Continuing in the same water-conscious spirit as those earlier citizens, three different mayors and at least eight previous city councils have been involved and invested in the planning of the Southern Delivery System, American Infrastructure magazine’s Water Project of the Year.
Awarded for its forward-thinking and comprehensive approach to water management, the regional project will be built in phases through 2040 based on customer demands, and will bring water from Pueblo Reservoir to Colorado Springs and partner communities, Fountain, Security, and Pueblo West.
The project is more than a simple fix for major pipelines that are now over 50-years-old and nearing capacity; Jerry Forte, the current CEO of Colorado Springs Utilities, hopes that this project “will serve as an engine, driving more efficiency, effectiveness, and reliability in our system.”
Phase I, which is now under construction, will transport water from Pueblo Reservoir through approximately 50 miles of underground pipeline, and is on schedule for April 2016. The project is estimated to cost $841 million at completion (thus far, under budget by $156 million)…
The four-part Water Resource Plan, of which the SDS is the major component, includes conservation, non-potable water development, existing system improvements, and major water delivery systems (the SDS itself). After the 2002 drought heightened public awareness of water scarcity, Colorado Springs has been able to make improvements to increase the efficiency of the existing water system before constructing SDS. Today, their per capita residential water use is among the lowest in the region. Colorado Springs also has the second-largest nonpotable water system in the state and has expanded their use of non-potable water in recent years.

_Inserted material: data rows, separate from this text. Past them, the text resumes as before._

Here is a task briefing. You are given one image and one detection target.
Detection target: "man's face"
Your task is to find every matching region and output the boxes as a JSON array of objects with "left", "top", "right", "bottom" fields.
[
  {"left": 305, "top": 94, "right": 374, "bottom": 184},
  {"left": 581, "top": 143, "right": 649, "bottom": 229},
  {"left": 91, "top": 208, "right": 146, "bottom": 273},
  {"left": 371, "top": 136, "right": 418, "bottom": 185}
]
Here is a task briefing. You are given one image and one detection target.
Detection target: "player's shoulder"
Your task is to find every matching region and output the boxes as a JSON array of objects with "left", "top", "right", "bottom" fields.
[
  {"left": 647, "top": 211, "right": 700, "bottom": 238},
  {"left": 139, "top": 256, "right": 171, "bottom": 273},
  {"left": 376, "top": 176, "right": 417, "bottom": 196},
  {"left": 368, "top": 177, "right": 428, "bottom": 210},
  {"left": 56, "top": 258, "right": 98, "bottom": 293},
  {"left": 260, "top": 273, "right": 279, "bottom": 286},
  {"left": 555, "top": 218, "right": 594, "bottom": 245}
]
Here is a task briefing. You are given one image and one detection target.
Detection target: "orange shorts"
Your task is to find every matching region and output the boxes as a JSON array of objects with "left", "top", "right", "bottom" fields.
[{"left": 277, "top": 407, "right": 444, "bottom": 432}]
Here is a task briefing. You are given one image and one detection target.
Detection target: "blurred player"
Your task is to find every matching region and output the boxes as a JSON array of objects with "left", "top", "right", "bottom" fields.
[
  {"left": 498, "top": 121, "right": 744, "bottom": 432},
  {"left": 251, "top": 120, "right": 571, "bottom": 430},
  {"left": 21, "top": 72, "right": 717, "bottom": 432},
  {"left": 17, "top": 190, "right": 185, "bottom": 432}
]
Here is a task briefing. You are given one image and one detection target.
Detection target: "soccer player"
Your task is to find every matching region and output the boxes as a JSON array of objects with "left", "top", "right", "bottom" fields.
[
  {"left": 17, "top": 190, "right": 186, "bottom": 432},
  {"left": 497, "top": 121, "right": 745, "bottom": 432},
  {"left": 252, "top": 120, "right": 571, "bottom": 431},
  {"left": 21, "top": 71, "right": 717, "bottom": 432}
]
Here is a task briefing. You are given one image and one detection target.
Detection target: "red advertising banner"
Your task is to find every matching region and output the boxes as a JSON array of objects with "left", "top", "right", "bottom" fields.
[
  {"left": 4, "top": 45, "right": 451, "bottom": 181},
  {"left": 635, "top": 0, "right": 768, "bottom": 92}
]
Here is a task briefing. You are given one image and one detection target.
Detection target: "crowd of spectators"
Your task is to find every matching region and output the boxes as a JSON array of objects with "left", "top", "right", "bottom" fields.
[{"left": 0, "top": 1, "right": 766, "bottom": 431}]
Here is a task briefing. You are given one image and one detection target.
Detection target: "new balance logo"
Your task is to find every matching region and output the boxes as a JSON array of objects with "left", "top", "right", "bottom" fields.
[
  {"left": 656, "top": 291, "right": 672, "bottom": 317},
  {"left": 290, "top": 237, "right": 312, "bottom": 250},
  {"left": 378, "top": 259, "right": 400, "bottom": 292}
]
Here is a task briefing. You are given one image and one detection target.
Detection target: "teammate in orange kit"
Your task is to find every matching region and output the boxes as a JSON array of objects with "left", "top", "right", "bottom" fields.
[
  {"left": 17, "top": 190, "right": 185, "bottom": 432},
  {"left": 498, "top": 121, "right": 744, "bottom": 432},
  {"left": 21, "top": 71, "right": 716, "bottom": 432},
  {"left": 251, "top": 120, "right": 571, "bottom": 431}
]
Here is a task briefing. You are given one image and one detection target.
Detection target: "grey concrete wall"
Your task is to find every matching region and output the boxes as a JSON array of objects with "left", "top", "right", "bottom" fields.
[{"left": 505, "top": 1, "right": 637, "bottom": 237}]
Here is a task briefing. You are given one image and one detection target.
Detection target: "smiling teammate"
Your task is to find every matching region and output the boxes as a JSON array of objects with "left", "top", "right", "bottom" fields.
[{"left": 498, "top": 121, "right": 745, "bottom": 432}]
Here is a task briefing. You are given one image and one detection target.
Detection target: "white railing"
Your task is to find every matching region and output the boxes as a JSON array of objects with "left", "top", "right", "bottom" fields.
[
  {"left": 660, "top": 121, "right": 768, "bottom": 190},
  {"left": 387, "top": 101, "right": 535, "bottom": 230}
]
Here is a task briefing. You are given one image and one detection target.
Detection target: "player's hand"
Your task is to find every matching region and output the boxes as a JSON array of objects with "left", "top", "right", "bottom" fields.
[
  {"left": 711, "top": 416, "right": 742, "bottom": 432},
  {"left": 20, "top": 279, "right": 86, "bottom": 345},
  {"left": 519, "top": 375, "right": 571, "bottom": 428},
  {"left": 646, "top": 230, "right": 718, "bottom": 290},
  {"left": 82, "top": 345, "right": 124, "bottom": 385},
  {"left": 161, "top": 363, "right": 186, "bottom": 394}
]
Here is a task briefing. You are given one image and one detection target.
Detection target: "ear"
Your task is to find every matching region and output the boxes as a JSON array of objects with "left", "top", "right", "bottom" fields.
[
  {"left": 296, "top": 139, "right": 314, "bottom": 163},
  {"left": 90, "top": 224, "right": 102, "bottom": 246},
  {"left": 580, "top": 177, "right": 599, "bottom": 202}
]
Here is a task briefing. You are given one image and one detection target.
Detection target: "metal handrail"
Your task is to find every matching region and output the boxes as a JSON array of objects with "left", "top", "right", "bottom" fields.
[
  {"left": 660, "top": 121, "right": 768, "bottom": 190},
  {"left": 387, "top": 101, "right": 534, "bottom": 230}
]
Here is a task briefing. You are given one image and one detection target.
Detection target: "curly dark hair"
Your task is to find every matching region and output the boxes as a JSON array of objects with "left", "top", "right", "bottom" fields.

Like any other project, this process hasn’t gone without headaches. However, clearing some of these hurdles was no easy feat, including dozens of permits and an Environmental Impact Statement that took almost six years to complete. In order to mitigate concerns that the proposed SDS would cause damage to Fountain Creek and surrounding wetland areas, a significant portion of the $1.4 billion overall cost of the project is a $75 million in wastewater system improvements to help prevent wastewater spills into Fountain Creek, a $50 million payment to the newly formed Fountain Creek Watershed Flood Control and Greenway District; additional payments will be allocated towards various mitigation and flow maintenance programs on Fountain Creek in the future.